Life around the river Ganges starts at early morning with the bathers and people offering prayers. In the Hindu religion, the river Ganges is considered sacred and is personified as the goddess Ganga. She is worshiped by Hindus and Buddhists who believe that bathing in the river causes the remission of sins and facilitates 'Moksha' (liberation from the cycle of life and death). There are several temples and places of worship by the banks of the river. It is also the place for business and people’s livelihood. Located adjacent to the Howrah Bridge, the Mullik Ghat flower market, is the largest not only in India but Asia also, with over 4,000 vendors selling everything from roses, marigold, jasmine, rajanigandha (tuberose), imported lilies, to a host of other flowers. The place is a visual treat to watch, particularly for street/travel photographers. Kolkata is vibrant throughout the year, but more so during the weeklong Durga Puja festival, during October, which ends with much fanfare when the clay idols of huge Goddess Durga, along with her four children, are immersed in the River Ganges.
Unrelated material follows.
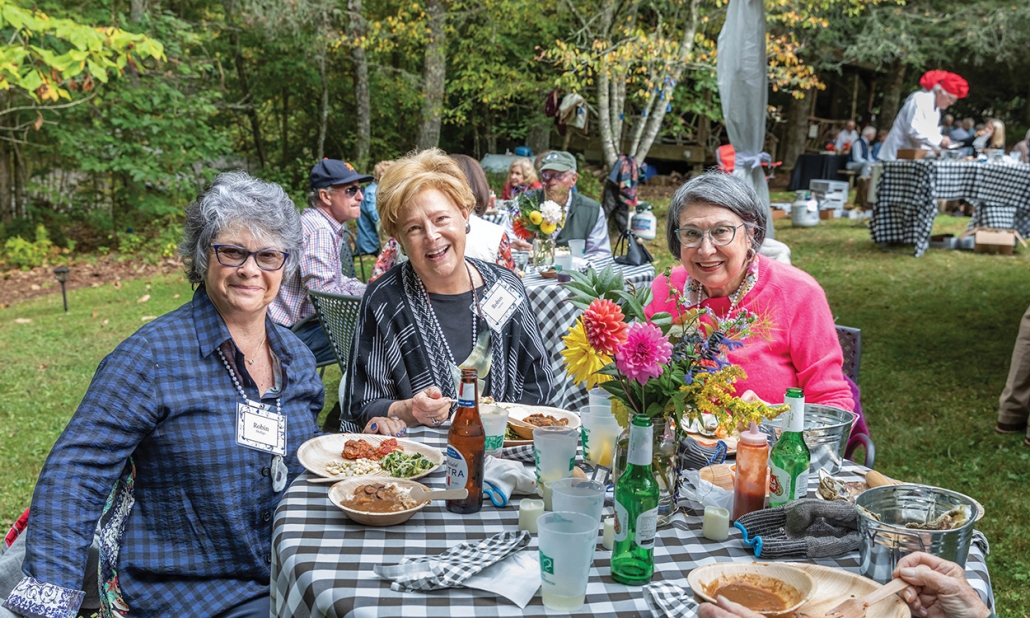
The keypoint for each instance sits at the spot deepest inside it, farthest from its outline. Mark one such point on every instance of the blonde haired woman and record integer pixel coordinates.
(521, 177)
(422, 319)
The Ganges is threatened by severe pollution. Also, erosion of its banks, due to the cutting of trees, is leading to shallowness in its depth. This poses a danger not only to humans but also to animals; the Ganges is home to approximately 140 species of fish and 90 species of amphibians. The river also contains reptiles and mammals, including critically endangered species such as the Gharial and South Asian river dolphins. Human waste, as well as industrial waste, constitute to this pollution, and the Government’s effort to clean the waters of Ganges has been proved to be inadequate. This is an issue that needs the active support of religious groups, local authorities, and common citizens. Furthermore, there needs to be a global awareness and backing from environmentalists and enthusiasts towards education, environmental planning, and technical expertise—without which, India’s holiest river is likely to suffer irreparable damages.